Он просит открыть? Что? Почему здесь Арис? Соня. Где она?
Я не различаю реальность и свою фантазию. И это последняя стадия. Я цепляю руками ее волосы, но они проходят сквозь пальцы. Я хватаю воздух.
Мальчишка за дверью снова просит:
— Ньют, пожалуйста, открой.
Зачем? Зачем он здесь? Пусть уйдет. Из-за него Соня дальше от меня.
— Вернись, — зову тихо, все так же цепляя руками воздух.
— Ньют, пожалуйста. Я прошу тебя, — Арис просовывает руку в небольшое пространство между дверью и полом. И я вижу его тонкие пальцы, тянущиеся ко мне. И я чувствую их холод, когда касаюсь рукой.
Я, всё еще лежа на полу, дотягиваюсь до ручки. Щелкает замок. Я сам открываю дверь, хотя совершенно не хочу этого делать. Ведь он меня спасет. А я не хочу.
***
Ньют лежит на кровати уже третий день.
Не встает. Не ест. Не пьет. Его организм уже совершенно забыл о каких-либо биологических потребностях. А вот мой совершенно нет. Я прошу Терезу заменить меня ночью когда настает моя очередь сидеть с Ньютом. После того, как Арис его нашел в ванной в кошмарном состоянии, мы не отходим от Коннорса ни на шаг. Прогуливаем занятия, хотя чувствуем, как проверка по посещению уже дышит нам в макушки. А если она заявится к нам и увидит Ньюта… Его отправят в мед. корпус. Место, которого все боятся, как огня. Потому что из него не возвращаются.
Я прогибаюсь под сильными руками Минхо. Он заставляет меня наклониться расставить шире ноги. Я ложусь на стол, лишь выше поднимая задницу.
Я пришел к нему за очередной дозой своего забытья. А кроме боли не получил ничего. В физическом плане все было как обычно. Несколько шлепков по голой коже проводом, мои искусственные стоны, выдавленные с таким трудом, что у меня со лба начинают стекать капельки пота. Они стекают мне на нос, по губам, и я сжимаю губы, смотря вниз.
На стол капает пот.

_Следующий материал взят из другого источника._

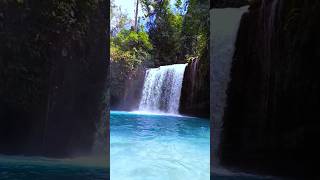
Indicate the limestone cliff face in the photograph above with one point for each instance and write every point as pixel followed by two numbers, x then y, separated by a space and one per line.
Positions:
pixel 271 119
pixel 54 71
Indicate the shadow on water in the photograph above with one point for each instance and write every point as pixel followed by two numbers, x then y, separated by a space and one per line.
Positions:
pixel 40 168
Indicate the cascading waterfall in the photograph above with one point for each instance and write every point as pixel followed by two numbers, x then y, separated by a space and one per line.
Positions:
pixel 224 28
pixel 162 89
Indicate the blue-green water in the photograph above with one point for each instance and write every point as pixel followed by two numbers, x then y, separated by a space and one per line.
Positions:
pixel 39 168
pixel 158 147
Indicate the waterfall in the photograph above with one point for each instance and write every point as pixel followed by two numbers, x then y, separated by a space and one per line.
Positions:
pixel 223 27
pixel 162 89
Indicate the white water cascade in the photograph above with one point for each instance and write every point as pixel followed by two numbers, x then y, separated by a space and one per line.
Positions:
pixel 162 89
pixel 224 28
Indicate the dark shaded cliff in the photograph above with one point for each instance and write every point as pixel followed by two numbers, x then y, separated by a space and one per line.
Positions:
pixel 271 120
pixel 53 75
pixel 195 92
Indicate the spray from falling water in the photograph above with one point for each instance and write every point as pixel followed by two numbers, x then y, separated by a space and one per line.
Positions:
pixel 162 89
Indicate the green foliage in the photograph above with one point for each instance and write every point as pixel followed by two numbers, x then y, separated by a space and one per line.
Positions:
pixel 176 36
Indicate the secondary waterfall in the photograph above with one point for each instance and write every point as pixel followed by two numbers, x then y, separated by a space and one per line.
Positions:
pixel 162 89
pixel 223 27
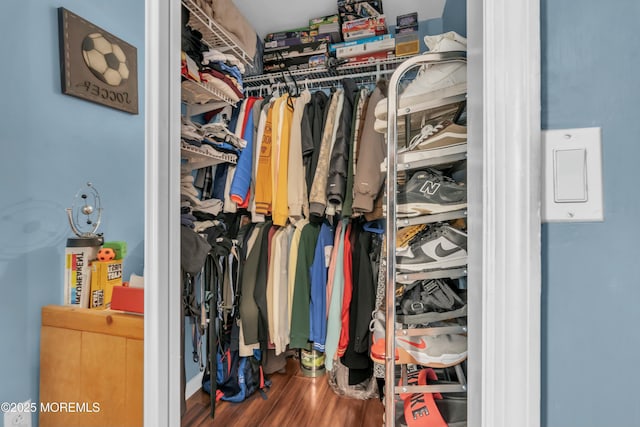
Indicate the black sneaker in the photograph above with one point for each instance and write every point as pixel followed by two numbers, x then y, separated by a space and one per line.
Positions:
pixel 442 247
pixel 430 301
pixel 429 191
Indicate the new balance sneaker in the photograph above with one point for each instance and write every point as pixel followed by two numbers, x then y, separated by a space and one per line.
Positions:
pixel 429 191
pixel 434 81
pixel 437 351
pixel 442 247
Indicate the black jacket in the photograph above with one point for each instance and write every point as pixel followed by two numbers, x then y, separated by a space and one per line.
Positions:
pixel 339 162
pixel 313 120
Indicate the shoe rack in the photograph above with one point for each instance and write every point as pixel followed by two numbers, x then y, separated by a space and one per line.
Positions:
pixel 429 109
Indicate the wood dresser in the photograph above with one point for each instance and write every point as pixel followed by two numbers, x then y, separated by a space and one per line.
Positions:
pixel 91 368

И слезы.
И всё, о чем я могу думать сейчас, это о том, что Ньюта скоро заберут.
***
Томас уходит, когда настает его черед дежурить. Я жду, что на его смену придет Арис. Потому что когда он приходит, я, тот я, что заперт внутри своего сознания, немного оживает. Потому что эти холодные руки успокаивают. Они нежно перебирают волосы, прядку за прядкой. И я очень хочу повернуться, взять эту хрупкую ладошку и легонько сжать, прикоснуться губами, чтобы согреть.

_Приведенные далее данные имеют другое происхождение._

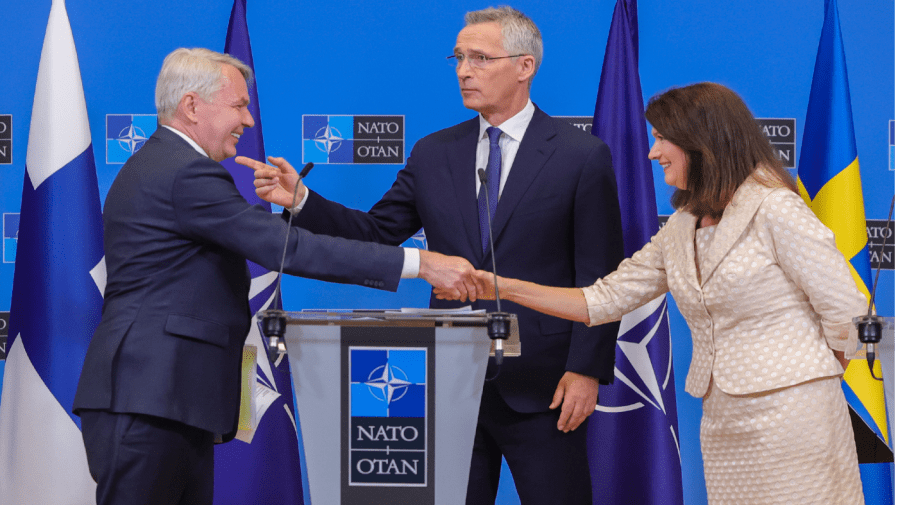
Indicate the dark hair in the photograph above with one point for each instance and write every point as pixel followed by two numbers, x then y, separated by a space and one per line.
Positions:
pixel 724 144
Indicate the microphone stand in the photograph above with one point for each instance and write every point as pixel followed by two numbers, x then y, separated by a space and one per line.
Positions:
pixel 273 322
pixel 869 326
pixel 498 323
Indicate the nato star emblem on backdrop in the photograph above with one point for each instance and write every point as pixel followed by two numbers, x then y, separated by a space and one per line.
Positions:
pixel 388 416
pixel 343 139
pixel 892 145
pixel 10 236
pixel 126 134
pixel 5 139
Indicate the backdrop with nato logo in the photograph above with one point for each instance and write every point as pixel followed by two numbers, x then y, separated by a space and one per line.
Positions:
pixel 352 86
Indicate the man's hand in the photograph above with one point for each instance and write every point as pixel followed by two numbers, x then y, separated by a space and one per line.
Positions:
pixel 450 276
pixel 275 184
pixel 579 394
pixel 486 287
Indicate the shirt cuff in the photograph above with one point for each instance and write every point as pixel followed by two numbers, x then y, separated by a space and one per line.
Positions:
pixel 412 263
pixel 295 210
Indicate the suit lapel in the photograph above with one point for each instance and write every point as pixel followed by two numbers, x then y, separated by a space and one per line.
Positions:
pixel 535 149
pixel 736 218
pixel 462 156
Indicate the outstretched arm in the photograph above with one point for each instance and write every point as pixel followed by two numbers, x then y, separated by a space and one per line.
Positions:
pixel 566 303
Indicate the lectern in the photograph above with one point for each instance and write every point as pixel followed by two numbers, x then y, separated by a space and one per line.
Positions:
pixel 388 402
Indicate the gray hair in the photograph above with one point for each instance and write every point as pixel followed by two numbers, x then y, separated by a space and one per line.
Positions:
pixel 185 70
pixel 519 33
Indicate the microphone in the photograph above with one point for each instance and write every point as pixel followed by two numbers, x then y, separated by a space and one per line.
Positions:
pixel 869 326
pixel 273 322
pixel 498 323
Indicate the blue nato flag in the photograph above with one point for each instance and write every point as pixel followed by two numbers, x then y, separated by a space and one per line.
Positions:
pixel 261 466
pixel 633 435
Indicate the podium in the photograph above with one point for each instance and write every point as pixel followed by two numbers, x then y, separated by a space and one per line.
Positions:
pixel 388 402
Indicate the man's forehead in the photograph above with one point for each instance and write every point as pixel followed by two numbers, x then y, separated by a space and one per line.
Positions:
pixel 481 34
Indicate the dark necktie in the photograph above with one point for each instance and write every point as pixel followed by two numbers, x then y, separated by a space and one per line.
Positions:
pixel 493 173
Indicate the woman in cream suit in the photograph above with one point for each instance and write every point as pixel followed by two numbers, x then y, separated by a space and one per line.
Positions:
pixel 768 298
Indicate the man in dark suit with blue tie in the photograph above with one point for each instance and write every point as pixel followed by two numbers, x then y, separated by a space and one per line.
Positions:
pixel 161 379
pixel 556 221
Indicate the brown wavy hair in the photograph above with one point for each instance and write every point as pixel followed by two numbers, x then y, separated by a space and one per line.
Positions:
pixel 723 142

Но мое тело не слушает меня. Оно застыло, замерзло, окаменело. Любое из этих слов. И я слышу сквозь пелену, что скоро меня заберут врачи, если я не очнусь.

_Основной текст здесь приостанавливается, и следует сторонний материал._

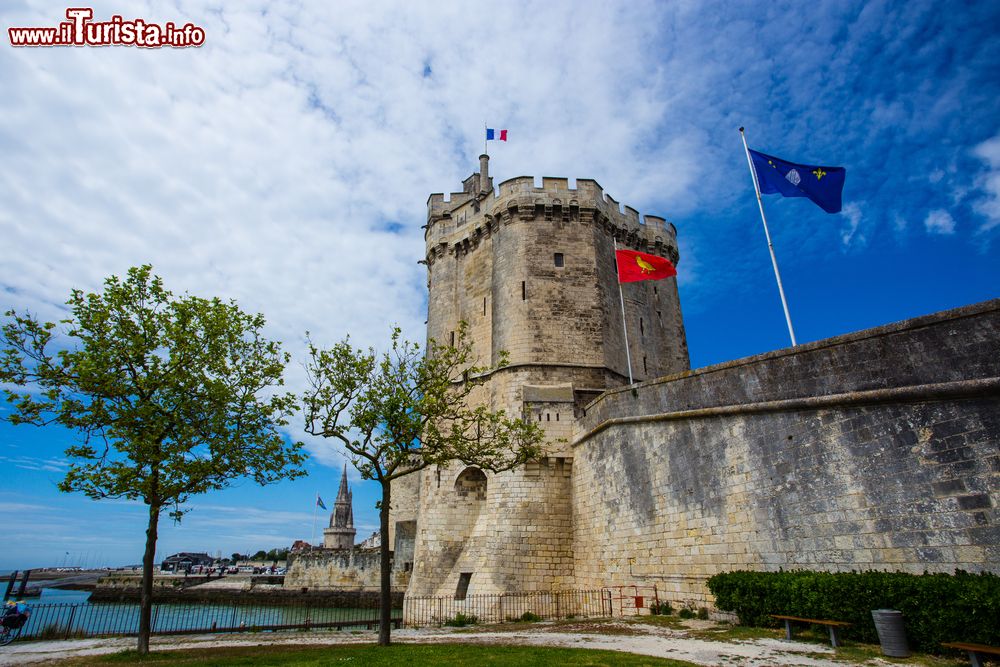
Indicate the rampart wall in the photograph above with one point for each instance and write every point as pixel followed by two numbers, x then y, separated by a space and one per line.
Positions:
pixel 874 450
pixel 355 569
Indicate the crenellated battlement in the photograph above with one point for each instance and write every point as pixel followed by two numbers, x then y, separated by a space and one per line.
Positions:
pixel 460 219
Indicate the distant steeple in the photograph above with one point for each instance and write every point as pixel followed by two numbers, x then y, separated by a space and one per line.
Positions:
pixel 340 534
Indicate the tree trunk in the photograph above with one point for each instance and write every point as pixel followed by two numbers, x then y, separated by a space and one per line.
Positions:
pixel 385 595
pixel 146 597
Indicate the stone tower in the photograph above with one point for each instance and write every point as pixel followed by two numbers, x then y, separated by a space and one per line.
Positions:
pixel 532 271
pixel 340 534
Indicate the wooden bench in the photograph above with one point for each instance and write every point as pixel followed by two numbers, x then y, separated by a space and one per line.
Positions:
pixel 976 651
pixel 833 625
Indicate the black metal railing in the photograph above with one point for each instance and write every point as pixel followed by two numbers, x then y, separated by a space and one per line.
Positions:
pixel 64 621
pixel 500 608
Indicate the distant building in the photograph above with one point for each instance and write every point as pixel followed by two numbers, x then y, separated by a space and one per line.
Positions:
pixel 339 563
pixel 300 545
pixel 340 534
pixel 184 561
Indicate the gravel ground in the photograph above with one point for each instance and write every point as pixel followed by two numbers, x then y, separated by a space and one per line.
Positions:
pixel 635 638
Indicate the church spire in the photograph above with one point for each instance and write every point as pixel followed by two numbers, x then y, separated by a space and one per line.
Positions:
pixel 340 534
pixel 344 495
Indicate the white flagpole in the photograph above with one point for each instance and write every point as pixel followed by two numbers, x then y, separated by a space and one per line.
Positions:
pixel 621 298
pixel 315 505
pixel 770 246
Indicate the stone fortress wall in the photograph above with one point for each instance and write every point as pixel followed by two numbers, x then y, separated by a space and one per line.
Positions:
pixel 874 450
pixel 531 270
pixel 878 449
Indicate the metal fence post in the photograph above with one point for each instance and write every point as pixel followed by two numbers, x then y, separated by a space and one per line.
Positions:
pixel 69 623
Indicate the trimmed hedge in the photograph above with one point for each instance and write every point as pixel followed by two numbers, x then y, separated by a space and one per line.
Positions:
pixel 936 607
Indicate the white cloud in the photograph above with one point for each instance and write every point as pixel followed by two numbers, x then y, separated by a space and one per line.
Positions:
pixel 988 205
pixel 850 234
pixel 939 221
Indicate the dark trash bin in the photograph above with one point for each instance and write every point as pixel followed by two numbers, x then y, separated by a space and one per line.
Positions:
pixel 891 633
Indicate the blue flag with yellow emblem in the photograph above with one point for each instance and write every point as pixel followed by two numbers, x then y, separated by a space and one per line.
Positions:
pixel 824 185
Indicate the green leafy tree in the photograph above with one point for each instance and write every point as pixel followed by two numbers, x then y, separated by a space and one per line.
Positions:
pixel 165 392
pixel 401 411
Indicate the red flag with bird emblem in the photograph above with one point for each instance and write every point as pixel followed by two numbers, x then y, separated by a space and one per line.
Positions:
pixel 634 266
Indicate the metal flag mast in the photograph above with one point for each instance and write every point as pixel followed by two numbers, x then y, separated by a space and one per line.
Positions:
pixel 315 505
pixel 621 298
pixel 770 246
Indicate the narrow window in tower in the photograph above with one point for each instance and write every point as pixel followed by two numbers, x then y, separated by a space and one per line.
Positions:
pixel 463 585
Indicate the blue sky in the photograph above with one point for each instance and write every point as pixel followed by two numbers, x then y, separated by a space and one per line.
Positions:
pixel 287 162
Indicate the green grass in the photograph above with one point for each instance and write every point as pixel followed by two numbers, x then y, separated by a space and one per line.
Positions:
pixel 392 656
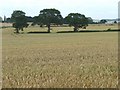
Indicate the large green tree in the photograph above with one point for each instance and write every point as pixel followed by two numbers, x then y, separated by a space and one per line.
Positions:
pixel 77 20
pixel 48 17
pixel 19 19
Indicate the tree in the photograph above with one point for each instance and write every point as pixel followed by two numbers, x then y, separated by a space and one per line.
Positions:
pixel 115 22
pixel 90 20
pixel 48 17
pixel 19 19
pixel 77 20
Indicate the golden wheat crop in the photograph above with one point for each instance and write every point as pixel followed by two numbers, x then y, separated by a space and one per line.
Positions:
pixel 76 60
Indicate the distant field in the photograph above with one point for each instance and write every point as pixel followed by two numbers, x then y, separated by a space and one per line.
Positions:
pixel 76 60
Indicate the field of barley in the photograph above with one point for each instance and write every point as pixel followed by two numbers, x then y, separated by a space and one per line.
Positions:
pixel 60 60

Тереза, Томас, Арис и даже изредка Галли заходят ко мне в комнату. В первый день со мной все время сидел Арис. Он о чем-то говорил со мной, постоянно касался меня, и мне было безумно приятно. Вот только зачастую Арис сменялся Соней. Потом моей мамой. А потом я опять терял нить, ведущую к сознанию.
На второй день в комнате весь день сидел Томас, лишь изредка уходя и оставляя меня с кем-то из ребят. Я не обращал внимания, с кем. Потому что Томас прогонял всех с криками, приказывал убираться и не возвращаться, пока он не позовет.